From Theatres to Cyberspace: The Media and Terrorism

On this week’s blog, Professor Gabriel Weimann discusses his new book, published this month, From Theatres to Cyberspace: The Media and Terrorism which examines changing arenas of terrorist communication with a particular focus on emerging trends in the use of social media.

by Prof. Gabriel Weimann

The seed was planted in 1972 in Munich, Germany. I was then a very young man, just released from three years of military service in the Israeli Army. I traveled to Europe and, as a tourist, found myself in Munich in the summer of 1972. The attraction was the Munich Olympics that turned out to be a tragedy: During the event, 11 members of the Israeli Olympic team were taken hostage and eventually killed, along with a German police officer, by the Palestinian terrorist group Black September. Like 800 million others in the world, I was glued to the television screen, watching what started as a dramatic thriller of kidnapping, terrorists and police forces, and ended as a sad and fatal tragedy. The entire world was watching, and I believe that this experience directed me, years later, to study terrorism and the media. Moreover, two decades later, when I wrote my book on the Theater of Terror (Weimann and Winn, 1994), I applied the metaphor of theater to the case of the 1972 Olympics. Thus, my experience as a spectator in the world audience of the Munich massacre probably led to my work as an academic researcher in the field of mass-mediated terrorism.

The emergence of media-oriented terrorism led several communication and terrorism scholars to re-conceptualize modern terrorism within the framework of symbolic communication theory. As Jenkins concluded in his analysis of international terrorism: “Terrorist attacks are often carefully choreographed to attract the attention of the electronic media and the international press. Taking and holding hostages increases the drama. The hostages themselves often mean nothing to the terrorists. Terrorism is aimed at the people watching, not at the actual victims. Terrorism is a theater” (Jenkins 1975: 4).

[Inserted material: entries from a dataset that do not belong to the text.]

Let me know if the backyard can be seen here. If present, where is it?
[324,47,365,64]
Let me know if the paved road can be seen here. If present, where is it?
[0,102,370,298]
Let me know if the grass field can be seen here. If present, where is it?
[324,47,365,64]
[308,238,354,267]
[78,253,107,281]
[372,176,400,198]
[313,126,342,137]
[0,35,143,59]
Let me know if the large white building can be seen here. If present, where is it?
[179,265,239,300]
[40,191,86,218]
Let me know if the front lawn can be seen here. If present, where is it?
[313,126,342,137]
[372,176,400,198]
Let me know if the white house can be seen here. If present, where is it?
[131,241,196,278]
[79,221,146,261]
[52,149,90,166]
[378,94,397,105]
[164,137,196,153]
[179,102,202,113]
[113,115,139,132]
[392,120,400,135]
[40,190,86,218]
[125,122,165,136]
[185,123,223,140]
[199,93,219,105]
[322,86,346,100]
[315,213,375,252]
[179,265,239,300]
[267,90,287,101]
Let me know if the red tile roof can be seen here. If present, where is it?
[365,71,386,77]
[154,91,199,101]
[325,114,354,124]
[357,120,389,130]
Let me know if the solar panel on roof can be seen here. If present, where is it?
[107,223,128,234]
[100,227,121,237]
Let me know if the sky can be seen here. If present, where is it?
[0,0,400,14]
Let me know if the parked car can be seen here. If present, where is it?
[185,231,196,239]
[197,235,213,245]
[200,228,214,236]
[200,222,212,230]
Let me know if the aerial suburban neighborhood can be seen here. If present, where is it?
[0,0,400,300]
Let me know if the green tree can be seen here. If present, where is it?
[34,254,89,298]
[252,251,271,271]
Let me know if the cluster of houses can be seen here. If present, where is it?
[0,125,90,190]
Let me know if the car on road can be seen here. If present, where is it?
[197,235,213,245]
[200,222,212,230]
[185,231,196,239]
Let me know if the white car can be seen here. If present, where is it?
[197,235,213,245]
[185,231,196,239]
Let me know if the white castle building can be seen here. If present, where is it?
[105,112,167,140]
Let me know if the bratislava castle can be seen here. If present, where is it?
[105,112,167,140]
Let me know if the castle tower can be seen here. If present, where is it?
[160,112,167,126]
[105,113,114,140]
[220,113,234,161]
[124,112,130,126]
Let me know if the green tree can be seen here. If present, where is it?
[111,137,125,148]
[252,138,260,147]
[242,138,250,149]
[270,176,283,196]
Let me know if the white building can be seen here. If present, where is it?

Several terrorist organizations realized the potentials of mass-mediated terrorism in terms of effectively reaching huge audiences. Our study (reported in Weimann & Winn 1994) examined 6,714 incidents of international terrorism from the late 1960s to the early 1990s. The analysis revealed a significant increase in terrorist acts that apply media-oriented considerations (in choice of victims, location, timing, form of action, contact with media, etc.). No wonder that Bell (1978) argued, “It has become more alluring for the frantic few to appear on the world stage of television than remain obscure guerrillas of the bush” (p. 89). Terrorist theory was gradually realizing the potential of the mass media. Acts of terrorism were more and more perceived as means of persuasion and psychological warfare, when the victim is “the skin on a drum beaten to achieve a calculated impact on a wider audience” (Schmid &de Graaf 1982, p. 14).

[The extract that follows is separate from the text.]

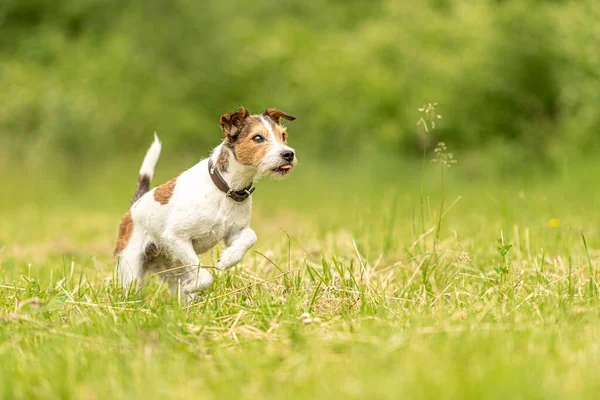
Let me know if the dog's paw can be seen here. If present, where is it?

Recently, terrorists realized the potential and advantages of the new media, the online platforms and online social networks. Paradoxically, the most innovative network of communication developed by modern Western societies – the Internet, with its numerous online networking platforms – now serves the interests of the greatest foe of the West, namely international terrorism. Large or small, all terrorist groups have their own websites, forums, chatrooms, Facebook and Twitter accounts, YouTube and Instagram pages, using these platforms to spread propaganda, raise funds, seduce, radicalize, recruit and train members, communicate, and conspire, plan and launch attacks as described and analyzed in my book Terror on the Internet (Weimann, 2006).

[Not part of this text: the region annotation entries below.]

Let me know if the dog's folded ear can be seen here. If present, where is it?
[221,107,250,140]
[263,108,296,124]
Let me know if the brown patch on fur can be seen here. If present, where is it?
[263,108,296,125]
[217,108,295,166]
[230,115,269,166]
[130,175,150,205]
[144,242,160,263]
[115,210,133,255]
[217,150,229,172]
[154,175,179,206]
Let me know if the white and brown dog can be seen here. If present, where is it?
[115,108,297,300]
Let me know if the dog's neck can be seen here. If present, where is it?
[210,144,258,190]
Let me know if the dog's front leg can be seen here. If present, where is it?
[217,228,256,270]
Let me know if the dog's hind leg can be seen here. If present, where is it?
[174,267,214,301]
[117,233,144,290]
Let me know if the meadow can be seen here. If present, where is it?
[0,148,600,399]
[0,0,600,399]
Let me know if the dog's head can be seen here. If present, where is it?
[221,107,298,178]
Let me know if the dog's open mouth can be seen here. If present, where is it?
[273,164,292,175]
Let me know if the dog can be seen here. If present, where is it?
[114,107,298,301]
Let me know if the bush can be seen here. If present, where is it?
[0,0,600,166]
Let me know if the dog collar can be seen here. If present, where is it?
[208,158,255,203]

What makes this new book, Terrorism in Cyberspace:The Next Generation, somewhat distinctive is that it follows up on my previous book and covers new emerging trends in online terrorism such as the use of social media, the virtual packs behind lone wolf terrorists, the new “narrowcasting” tactic used by terrorist groups to target specific sub-populations with their messages, the threat of cyberterrorism (as learned from the empirical evidence on the growing awareness and interest of terrorist groups in the use of cyber-attacks), and more. Based on a unique database collected for 16 years, archived, and coded for analysis, this book is unique in identifying the most recent trends in online terrorism and the near-future threats. Finally, the last part of the book presents the counter-measures best suited to respond to future threats, including the war of narratives, applying the notion of “noise” into the flow of terrorist online communication, and the private-public partnership (PPP) model.

References

Bell, J.B. (1978). “Terrorist Script and Live-Action Spectaculars.” Columbia Journalism Review (May-June), 47-50.

Jenkins, B. (1975). International Terrorism. Los Angeles: Crescent Publication.

Schmid, A. & J. de Graaf (1982). Violence as Communication. Beverly Hills: Sage.

Weimann, G. (2006). Terror on the Internet: The new arena. The new challenges, Washington, DC: United States Institute for Peace (USIP) Press.

Weimann, G. (2015). Terror in Cyberspace: The Next Generation, New York: Columbia University Press and Wilson Center Press.

Weimann, G. and C. Winn (1994). The Theater of Terror: The Mass Media and International Terrorism, New York: Longman Publishing/Addison-Wesley.


ABOUT THE AUTHOR

Gabriel Weimann is professor of communication at the University of Haifa, Israel. He was a Fellow at the Wilson Center, Washington DC from 2013 to 2014 and is a member of VOX-Pol’s Academic Advisory Board.